L’inauguration du Campus Aquarel conçu par Loci Anima (Françoise Raynaud) à Issy-les-Moulineaux (Hauts-de-Seine) a eu lieu début avril 2019, les 4000 salariés de Cap Gemini prenant possession du bâtiment avec la livraison en 2019 de l’extension bois. En attendant la tour Keiko. Présentation par l’architecte. Communiqué.
Implanté en bord de Seine, le Campus Aquarel (33 708 m² de SDP totale dont une extension bois de 3 100 m² en R+8) présente une situation exceptionnelle associant ville intense et espaces naturels. Il fait face à l’Île Saint-Germain et bénéficie d’une belle perspective sur l’ouest francilien avec des vues sur le mont Valérien et la Défense. Il a été conçu comme une superposition de strates, rythmées par des jeux de retraits et d’angles. Ce bâtiment appartient à un ensemble avec ses trois tours de logements et tour de bureaux en verre Keiko qui signe la refonte du quartier du Pont d’Issy par l’agence.

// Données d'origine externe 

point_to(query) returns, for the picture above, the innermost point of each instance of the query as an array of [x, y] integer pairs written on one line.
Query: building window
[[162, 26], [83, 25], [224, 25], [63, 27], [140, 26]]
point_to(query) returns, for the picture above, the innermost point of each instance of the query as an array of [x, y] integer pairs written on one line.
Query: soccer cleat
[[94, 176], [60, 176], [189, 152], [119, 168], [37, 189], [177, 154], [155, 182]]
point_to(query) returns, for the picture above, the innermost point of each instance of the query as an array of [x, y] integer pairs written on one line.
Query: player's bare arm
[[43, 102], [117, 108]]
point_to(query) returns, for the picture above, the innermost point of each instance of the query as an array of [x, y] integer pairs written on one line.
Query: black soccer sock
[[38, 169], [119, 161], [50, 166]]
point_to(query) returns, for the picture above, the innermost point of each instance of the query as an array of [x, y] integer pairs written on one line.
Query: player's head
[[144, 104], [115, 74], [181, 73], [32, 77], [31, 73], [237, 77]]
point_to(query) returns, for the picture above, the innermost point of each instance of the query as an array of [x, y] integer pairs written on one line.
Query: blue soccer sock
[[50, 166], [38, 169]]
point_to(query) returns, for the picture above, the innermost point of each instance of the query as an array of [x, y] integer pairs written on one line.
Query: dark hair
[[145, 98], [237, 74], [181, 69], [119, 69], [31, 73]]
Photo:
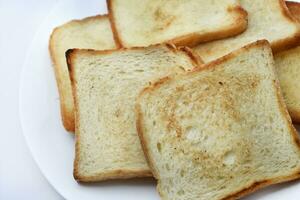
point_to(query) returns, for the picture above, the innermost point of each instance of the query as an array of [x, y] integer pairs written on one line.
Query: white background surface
[[19, 176]]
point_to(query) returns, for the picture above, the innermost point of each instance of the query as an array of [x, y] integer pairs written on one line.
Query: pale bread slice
[[221, 131], [288, 70], [137, 23], [267, 19], [89, 33], [105, 86]]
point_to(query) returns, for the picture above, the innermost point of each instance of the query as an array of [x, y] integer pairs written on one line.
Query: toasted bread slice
[[105, 86], [294, 8], [136, 23], [89, 33], [219, 132], [267, 19], [288, 70]]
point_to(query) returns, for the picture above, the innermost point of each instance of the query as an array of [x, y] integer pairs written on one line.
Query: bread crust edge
[[118, 173], [254, 186], [192, 39], [67, 115]]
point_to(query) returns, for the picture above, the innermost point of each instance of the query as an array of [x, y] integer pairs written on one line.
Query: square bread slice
[[89, 33], [267, 19], [105, 86], [288, 70], [137, 23], [221, 131]]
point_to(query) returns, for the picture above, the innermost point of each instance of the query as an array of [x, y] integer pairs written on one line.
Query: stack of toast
[[200, 95]]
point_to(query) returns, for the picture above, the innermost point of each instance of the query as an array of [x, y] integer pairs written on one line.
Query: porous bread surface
[[267, 19], [219, 132], [288, 70], [105, 86], [294, 8], [89, 33], [138, 23]]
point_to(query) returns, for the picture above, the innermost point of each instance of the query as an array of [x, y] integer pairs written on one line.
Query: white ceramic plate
[[53, 148]]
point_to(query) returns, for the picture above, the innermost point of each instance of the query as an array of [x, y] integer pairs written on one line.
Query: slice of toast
[[136, 23], [267, 19], [288, 70], [294, 8], [219, 132], [89, 33], [105, 85]]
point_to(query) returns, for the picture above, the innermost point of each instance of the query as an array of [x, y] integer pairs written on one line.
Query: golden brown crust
[[294, 8], [192, 39], [295, 115], [69, 55], [139, 119], [114, 174], [111, 17], [256, 185], [66, 114], [291, 41]]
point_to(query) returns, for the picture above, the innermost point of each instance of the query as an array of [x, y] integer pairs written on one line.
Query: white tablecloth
[[20, 177]]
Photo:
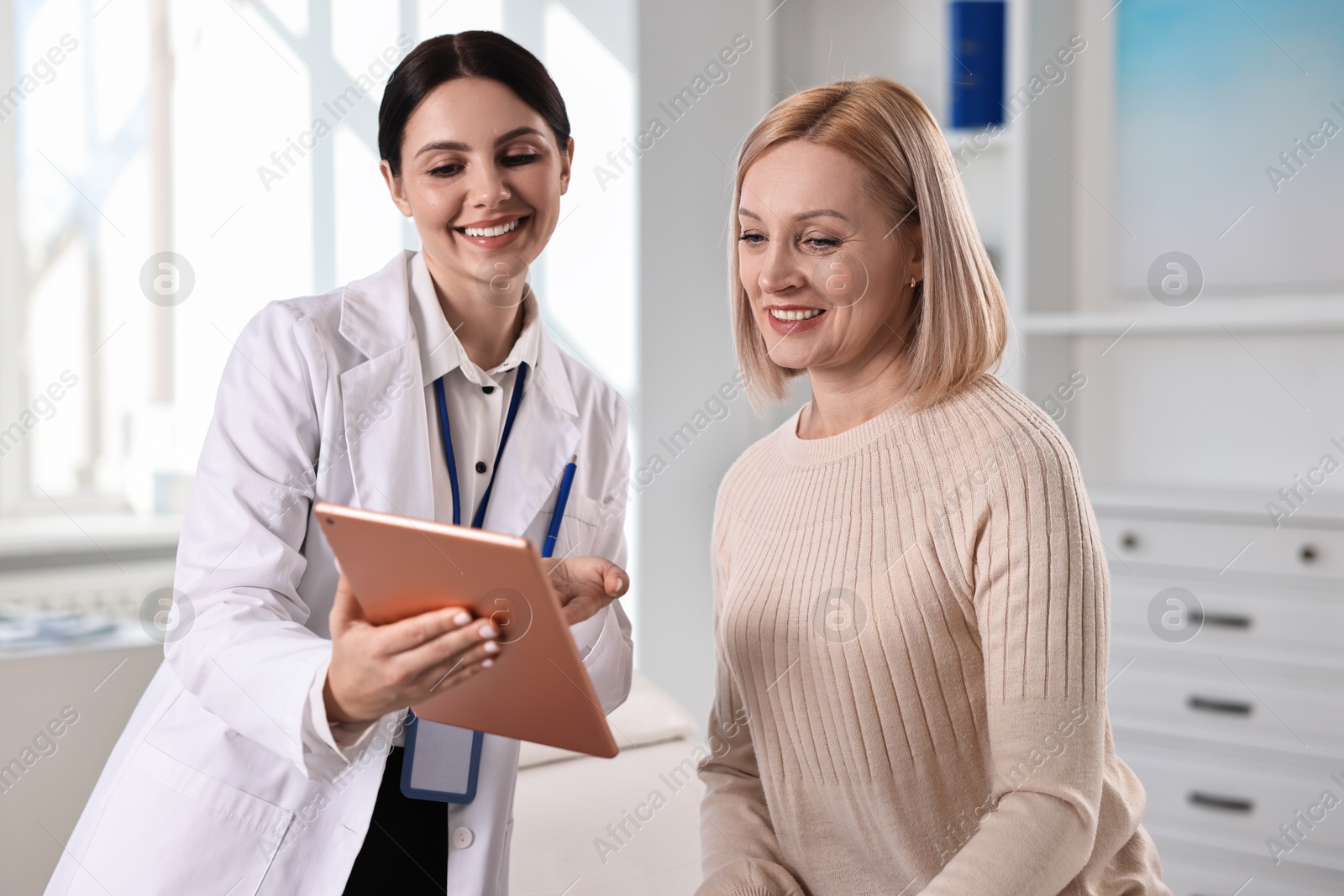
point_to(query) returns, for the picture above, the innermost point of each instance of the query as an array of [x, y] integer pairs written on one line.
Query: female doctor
[[260, 758]]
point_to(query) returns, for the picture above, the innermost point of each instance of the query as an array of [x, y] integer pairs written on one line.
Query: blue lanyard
[[448, 739], [452, 459]]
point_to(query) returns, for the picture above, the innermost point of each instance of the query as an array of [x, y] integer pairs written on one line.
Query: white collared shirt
[[477, 406], [477, 399]]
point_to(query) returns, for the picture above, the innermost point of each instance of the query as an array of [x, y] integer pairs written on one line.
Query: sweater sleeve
[[739, 852], [1041, 600]]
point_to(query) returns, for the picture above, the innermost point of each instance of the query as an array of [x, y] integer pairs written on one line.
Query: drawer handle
[[1221, 620], [1222, 804], [1227, 707]]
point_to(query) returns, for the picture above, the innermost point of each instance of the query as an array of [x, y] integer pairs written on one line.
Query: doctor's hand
[[586, 584], [381, 669]]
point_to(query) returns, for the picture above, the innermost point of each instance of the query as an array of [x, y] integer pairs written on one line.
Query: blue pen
[[566, 481]]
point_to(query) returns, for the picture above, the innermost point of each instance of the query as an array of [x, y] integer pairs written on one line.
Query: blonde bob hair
[[958, 322]]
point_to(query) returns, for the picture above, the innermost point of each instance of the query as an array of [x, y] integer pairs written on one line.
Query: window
[[242, 139]]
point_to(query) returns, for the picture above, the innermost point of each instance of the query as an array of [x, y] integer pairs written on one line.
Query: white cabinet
[[1227, 687]]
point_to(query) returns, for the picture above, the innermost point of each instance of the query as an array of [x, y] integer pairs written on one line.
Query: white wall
[[685, 344]]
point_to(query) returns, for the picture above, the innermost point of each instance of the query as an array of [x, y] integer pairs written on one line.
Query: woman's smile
[[496, 233], [793, 318]]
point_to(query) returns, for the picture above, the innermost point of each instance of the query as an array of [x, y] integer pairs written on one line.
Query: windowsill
[[27, 543]]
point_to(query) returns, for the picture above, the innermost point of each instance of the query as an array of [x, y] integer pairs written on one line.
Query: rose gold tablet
[[538, 688]]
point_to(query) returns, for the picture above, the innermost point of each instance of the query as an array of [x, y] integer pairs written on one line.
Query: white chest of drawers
[[1227, 685]]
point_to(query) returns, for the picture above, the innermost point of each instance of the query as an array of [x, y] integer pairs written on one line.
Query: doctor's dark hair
[[470, 54]]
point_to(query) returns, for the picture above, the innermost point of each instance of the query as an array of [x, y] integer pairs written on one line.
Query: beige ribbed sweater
[[911, 622]]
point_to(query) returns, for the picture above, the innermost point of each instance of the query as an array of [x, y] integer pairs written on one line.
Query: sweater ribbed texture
[[911, 621]]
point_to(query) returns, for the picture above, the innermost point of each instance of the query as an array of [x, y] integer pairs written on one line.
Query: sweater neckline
[[808, 452]]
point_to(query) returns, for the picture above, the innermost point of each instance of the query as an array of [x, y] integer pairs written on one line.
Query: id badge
[[441, 762]]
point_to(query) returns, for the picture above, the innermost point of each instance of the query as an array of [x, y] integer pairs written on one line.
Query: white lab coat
[[222, 782]]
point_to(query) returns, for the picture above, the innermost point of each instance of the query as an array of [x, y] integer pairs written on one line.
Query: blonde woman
[[911, 600]]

Qu’est-ce qui vous a inspiré la forme d’Aquarel ?
Je vois mes bâtiments comme des organismes vivants dont l’implantation comme celle de la nature dépend du site. Ce bâtiment appartient à un ensemble qui a été en perpétuelle évolution pendant dix ans. Je me suis inspirée de la Seine et de sa géologie pour le concevoir comme un rocher stratifié, érodé, sculpté par les éléments et le temps. C’est ce qui explique son aspect rocailleux. Tel un relief du quaternaire, c’est un «système» géométrique pensé pour s’adapter aux évolutions du site et entièrement conçu en fonction des vues et des perspectives. Le parti pris architectural a ainsi consisté en un empilage de porte-à-faux et de retraits de façade.
Cette idée de la stratification explique ainsi la morphologie des façades …
Oui, c’est un bâtiment biomorphique. Les lignes sont empruntées aux formes minérales, elles se traduisent architecturalement dans la superposition des strates des façades. En bordure de berges, ces façades sculptées captent la lumière. Pour satisfaire l’héliotropisme humain, les façades blanches avec leurs stores vénitiens ajustables alternent avec des façades plus sombres composées de doubles vitrages respirants et d’un système de protection solaire intégré.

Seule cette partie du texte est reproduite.